Сэр Генри дремал в своём кресле, но время от времени раскрывал глаза и украдкой поглядывал то на Марику, то на Алису; при этом на его губах мелькала счастливая улыбка. До недавних пор он был очень одиноким человеком. Его жена умерла почти сорок лет назад, через год после их свадьбы; а во второй раз он так и не женился, ибо на свою радость и на свою беду повстречал женщину из иного мира, в которую влюбился без памяти и целых семнадцать лет жил редкими и короткими встречами с ней. А потом, когда она внезапно исчезла, оставив на полу возле портала наспех нацарапанную записку: «Прощай навсегда. Люблю. Целую», он жил воспоминаниями о своём горьком счастье и мучился неизвестностью.
День ото дня, год за годом сэр Генри часами просиживал в старинной фамильной библиотеке, надеясь на несбыточное, в ожидании чуда — и оно произошло! Однажды вечером, почти шесть лет назад, раздался столь долгожданный скрип ржавых петель, он опрометью бросился к зеркалу-двери, открыл… но увидел не Илону, а её дочь. Их дочь! Он сразу узнал Марику, хотя видел её лишь несколько раз, да и то ребёнком. С того самого дня его жизнь, прежде казавшаяся ему пустой и бесцельной, вновь обрела смысл.

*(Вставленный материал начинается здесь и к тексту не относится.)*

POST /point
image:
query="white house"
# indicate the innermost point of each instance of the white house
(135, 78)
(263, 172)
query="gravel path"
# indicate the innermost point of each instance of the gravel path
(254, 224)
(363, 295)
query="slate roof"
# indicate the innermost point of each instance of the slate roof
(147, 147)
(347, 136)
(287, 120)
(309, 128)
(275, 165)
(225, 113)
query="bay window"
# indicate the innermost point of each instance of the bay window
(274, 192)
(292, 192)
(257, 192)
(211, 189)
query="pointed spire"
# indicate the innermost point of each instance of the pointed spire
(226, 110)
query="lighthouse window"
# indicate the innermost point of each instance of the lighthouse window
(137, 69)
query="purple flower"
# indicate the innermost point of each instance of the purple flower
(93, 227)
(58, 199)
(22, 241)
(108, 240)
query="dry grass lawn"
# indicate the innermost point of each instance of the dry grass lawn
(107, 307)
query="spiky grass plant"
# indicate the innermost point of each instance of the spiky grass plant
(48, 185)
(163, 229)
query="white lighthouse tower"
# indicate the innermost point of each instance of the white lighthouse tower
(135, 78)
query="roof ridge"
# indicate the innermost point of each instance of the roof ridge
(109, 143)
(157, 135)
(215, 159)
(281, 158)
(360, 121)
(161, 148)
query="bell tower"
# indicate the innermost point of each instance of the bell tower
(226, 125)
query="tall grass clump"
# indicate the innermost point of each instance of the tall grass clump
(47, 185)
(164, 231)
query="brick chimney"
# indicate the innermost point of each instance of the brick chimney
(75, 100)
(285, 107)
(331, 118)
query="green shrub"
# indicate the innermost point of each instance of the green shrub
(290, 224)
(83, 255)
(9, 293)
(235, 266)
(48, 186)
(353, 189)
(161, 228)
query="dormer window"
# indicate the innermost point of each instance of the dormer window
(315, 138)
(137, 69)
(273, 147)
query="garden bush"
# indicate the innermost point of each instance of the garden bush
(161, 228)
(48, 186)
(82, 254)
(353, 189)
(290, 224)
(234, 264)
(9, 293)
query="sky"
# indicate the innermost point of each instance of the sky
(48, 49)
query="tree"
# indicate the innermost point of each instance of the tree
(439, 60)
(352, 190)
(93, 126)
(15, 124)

А позже в жизни сэра Генри появилась Алиса — его внучка, пусть и не родная, двоюродная. Сэр Генри никогда не ладил со своей сестрой Элеонорой, а окончательно они рассорились при дележе наследства. Элеонора считала (кстати сказать, совершенно безосновательно), что брат обобрал её, и сумела внушить своему сыну Уильяму глубокую неприязнь к дяде. По счастью, Уильям не обладал столь сильным даром убеждения, и из бесед с ним о родственниках Алиса усвоила лишь то, что где-то на юге Шотландии живёт «мерзкий, скупой старикашка, которого покарал Бог», и рано или поздно его поместье станет собственностью семьи Монтгомери. Однако при первой же встрече с сэром Генри двадцатилетняя Алиса убедилась, что он вовсе не мерзкий и не скупой, а очень милый и душевный человек, и почти сразу привязалась к нему. Несмотря на сопротивление родни со стороны матери, она решила остаться в Шотландии — отчасти из-за дяди, отчасти из-за Марики, которая обнаружила у неё живой дар, — вот так нежданно-негаданно для себя, одинокий и несчастный в личной жизни сэр Генри на склоне лет стал счастливым отцом семейства…
Марика сидела за письменным столом сэра Генри и просматривала только вчера полученные свежие выпуски медицинских журналов. В основном её внимание привлекали статьи по онкологии. Чем больше она узнавала о природе рака, тем успешнее была её борьба с недугом отца. Хотя методы Марики были далеки от традиционных (со стороны это выглядело как пресловутое наложение рук), понимание происходящих в организме процессов позволяло ей более эффективно использовать свои колдовские способности, направлять их в нужное русло. Марика сражалась с болезнью долго и упорно, не раз заходила в тупик и впадала в отчаяние, однако сдаваться не собиралась. В конце концов, ей удалось существенно замедлить развитие болезни, потом — остановить рост опухоли и распространение метастаз, а совсем недавно, каких-нибудь два здешних месяца назад, в этой невидимой войне настал переломный момент, и Марика, образно говоря, от обороны перешла в наступление — медленное, но неумолимое. Она ещё не сообщила о своих последних успехах отцу и Алисе, решив для подстраховки дождаться более ощутимых результатов, чем незначительное уменьшение опухоли. Впрочем, Марика уже предвкушала победу: теперь она стояла на верном пути, знала, что нужно делать, и исцеление отца было лишь вопросом времени — того самого времени, с которым так некстати возникли проблемы.